Africa-Press – Djibouti. Il est des matins où la culture murmure plus fort que les discours, où les mots anciens se fraient un chemin dans nos mémoires dans un surgissement fracassant. Ce 20 avril 2025, à partir de 9h30, le Centre d’Étude et de Recherche de Djibouti (CERD) a accueilli une cérémonie aussi solennelle qu’émouvante: le lancement officiel de la publication de trois pièces de théâtre somali, collectées, transcrites en somali, traduites en français et annotées par Dr. Fatouma Mahamoud Hadji Ali.
Universitaire chevronnée, critique littéraire et passionnée de culture somali, Fatouma Mahamoud Hadji Ali a consacré de longues années à étudier les tensions entre traditions et modernité dans le théâtre à Djibouti. Son doctorat soutenu en 2017, véritable pierre angulaire de son travail, portait sur la confrontation des valeurs culturelles dans le théâtre somali de Djibouti.

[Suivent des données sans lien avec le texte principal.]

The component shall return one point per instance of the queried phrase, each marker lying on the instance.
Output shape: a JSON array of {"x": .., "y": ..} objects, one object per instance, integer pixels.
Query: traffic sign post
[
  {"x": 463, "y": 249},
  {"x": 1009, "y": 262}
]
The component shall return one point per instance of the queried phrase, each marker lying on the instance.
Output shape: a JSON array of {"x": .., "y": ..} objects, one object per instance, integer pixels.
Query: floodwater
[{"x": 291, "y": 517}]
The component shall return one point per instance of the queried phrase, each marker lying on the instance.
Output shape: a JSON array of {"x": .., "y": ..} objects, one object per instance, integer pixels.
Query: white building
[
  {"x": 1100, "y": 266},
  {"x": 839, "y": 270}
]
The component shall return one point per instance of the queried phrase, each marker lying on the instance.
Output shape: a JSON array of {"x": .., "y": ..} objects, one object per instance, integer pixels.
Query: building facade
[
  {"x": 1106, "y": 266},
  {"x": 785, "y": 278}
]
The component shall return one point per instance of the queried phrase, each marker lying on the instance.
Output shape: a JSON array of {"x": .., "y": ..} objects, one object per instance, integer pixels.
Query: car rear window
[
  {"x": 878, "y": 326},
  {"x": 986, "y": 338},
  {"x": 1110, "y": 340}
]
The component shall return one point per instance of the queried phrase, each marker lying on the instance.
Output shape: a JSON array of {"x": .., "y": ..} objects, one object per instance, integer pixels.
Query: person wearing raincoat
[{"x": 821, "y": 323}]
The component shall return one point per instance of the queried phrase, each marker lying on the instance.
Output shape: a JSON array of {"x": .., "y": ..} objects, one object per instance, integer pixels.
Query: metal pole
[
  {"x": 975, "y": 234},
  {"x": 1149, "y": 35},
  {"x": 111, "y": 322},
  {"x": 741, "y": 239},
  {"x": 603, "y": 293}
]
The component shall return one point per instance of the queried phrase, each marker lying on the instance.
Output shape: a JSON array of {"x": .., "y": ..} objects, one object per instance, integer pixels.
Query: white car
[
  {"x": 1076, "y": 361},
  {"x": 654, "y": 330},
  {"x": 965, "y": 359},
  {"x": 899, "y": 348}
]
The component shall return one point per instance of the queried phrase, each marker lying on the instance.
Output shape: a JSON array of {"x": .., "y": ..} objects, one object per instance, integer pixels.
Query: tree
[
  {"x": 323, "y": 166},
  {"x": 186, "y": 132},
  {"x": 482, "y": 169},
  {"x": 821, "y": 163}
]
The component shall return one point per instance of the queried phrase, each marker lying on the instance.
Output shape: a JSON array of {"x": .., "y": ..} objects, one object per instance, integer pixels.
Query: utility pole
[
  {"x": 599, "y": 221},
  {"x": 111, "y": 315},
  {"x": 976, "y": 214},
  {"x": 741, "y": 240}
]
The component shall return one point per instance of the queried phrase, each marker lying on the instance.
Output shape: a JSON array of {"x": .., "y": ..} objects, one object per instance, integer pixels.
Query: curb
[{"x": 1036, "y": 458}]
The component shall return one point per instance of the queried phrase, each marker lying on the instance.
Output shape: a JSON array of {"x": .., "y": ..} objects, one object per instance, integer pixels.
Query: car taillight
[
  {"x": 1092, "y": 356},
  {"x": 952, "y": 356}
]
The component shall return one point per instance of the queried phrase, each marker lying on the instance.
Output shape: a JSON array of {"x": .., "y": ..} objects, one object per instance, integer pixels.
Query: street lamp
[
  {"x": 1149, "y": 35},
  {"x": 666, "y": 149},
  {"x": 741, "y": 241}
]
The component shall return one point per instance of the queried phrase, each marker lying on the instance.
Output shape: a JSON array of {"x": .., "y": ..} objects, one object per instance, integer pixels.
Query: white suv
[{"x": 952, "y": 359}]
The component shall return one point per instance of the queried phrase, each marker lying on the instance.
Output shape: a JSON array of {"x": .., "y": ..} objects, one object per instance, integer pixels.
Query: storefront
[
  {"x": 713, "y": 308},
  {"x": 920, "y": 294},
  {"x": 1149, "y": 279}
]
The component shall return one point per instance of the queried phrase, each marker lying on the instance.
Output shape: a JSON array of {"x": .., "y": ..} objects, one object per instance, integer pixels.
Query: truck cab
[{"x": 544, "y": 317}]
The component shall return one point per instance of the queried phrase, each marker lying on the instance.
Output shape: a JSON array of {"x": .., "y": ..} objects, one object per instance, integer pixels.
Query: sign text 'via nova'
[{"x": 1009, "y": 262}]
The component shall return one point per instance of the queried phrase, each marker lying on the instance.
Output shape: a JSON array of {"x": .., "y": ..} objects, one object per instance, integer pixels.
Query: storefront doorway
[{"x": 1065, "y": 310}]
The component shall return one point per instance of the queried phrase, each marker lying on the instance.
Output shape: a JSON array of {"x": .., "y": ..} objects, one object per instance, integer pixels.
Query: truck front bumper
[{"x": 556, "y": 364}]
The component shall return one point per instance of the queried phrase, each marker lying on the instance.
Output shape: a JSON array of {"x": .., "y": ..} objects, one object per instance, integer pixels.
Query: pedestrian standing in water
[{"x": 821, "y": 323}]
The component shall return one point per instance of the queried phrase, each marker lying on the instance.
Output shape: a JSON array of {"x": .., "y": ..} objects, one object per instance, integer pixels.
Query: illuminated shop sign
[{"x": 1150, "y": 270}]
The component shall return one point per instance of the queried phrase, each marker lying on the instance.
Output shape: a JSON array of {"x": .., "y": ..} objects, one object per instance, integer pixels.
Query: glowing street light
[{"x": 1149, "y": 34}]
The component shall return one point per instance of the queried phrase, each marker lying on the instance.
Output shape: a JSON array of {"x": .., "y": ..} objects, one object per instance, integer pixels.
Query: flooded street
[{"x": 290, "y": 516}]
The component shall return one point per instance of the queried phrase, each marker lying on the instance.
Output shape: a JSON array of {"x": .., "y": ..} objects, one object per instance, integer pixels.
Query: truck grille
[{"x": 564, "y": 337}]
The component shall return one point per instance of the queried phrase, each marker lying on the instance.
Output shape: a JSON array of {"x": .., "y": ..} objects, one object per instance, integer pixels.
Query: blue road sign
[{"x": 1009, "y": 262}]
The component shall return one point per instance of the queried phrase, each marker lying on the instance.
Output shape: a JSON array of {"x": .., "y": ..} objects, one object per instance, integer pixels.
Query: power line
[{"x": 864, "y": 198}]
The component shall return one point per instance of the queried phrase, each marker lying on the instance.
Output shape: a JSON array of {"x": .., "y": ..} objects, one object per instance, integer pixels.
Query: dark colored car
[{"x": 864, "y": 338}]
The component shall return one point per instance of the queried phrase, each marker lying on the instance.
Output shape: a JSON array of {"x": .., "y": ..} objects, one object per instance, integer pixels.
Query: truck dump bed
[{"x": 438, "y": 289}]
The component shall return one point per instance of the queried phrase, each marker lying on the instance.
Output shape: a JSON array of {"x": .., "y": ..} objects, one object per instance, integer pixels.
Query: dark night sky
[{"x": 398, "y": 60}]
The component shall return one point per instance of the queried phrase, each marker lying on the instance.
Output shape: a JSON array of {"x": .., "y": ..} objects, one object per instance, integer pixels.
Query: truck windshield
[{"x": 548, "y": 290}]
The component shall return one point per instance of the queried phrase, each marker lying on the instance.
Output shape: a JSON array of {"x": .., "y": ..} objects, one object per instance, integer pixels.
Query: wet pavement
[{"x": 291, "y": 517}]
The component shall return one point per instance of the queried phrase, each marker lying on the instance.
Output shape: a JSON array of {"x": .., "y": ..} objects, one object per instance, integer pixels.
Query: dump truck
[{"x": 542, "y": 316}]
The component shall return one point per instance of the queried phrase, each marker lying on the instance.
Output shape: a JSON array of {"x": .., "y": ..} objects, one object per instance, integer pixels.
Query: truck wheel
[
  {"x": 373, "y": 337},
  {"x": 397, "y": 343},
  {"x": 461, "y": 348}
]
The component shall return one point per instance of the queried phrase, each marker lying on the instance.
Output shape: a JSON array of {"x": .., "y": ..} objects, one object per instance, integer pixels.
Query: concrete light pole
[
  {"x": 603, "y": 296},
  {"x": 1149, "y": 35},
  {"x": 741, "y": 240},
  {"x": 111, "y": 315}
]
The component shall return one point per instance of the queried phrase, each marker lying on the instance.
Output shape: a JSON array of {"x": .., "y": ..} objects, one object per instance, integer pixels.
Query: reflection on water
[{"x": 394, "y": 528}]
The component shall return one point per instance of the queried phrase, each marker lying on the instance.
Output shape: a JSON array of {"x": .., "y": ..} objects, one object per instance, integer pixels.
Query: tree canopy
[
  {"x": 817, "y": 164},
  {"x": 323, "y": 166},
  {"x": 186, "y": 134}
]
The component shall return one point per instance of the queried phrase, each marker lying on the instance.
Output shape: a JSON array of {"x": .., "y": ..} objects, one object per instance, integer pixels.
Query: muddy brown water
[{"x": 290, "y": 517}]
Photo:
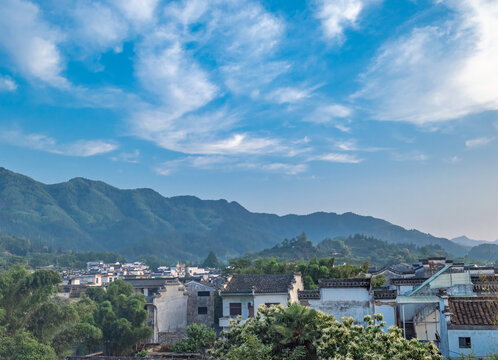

La cérémonie a été inaugurée par la Ministre de la Jeunesse et de la Culture, Son Excellence Dr Hibo Moumin Assoweh, qui a salué le « travail titanesque » accompli par la chercheuse. Dans une allocution empreinte de chaleur et de gravité, la ministre a souligné l’importance de sauvegarder un patrimoine oral en voie de disparition. Elle a rappelé avec éloquence que, dans les cultures nomades dont nous sommes les héritiers, la poésie et le théâtre sont bien plus que des arts: ce sont des piliers de la mémoire collective, transmis oralement et commémorés collectivement. C’est ensuite le Ministre de l’Enseignement supérieur, Son Excellence Dr Nabil Mohamed Ahmed, qui a pris la parole. Lui aussi a exprimé son admiration pour cette œuvre de transmission. Dans un ton complice, il a salué sa collègue ministre, également chercheuse en littérature, et a souligné la portée symbolique de cette publication. « La culture, a-t-il déclaré, est l’âme d’un peuple. Et la préserver est notre responsabilité commune. » Il a particulièrement insisté sur les thèmes abordés dans ces pièces, notamment la place des femmes, question essentielle dans une société écartelée entre le respect des traditions et les aspirations à la modernité.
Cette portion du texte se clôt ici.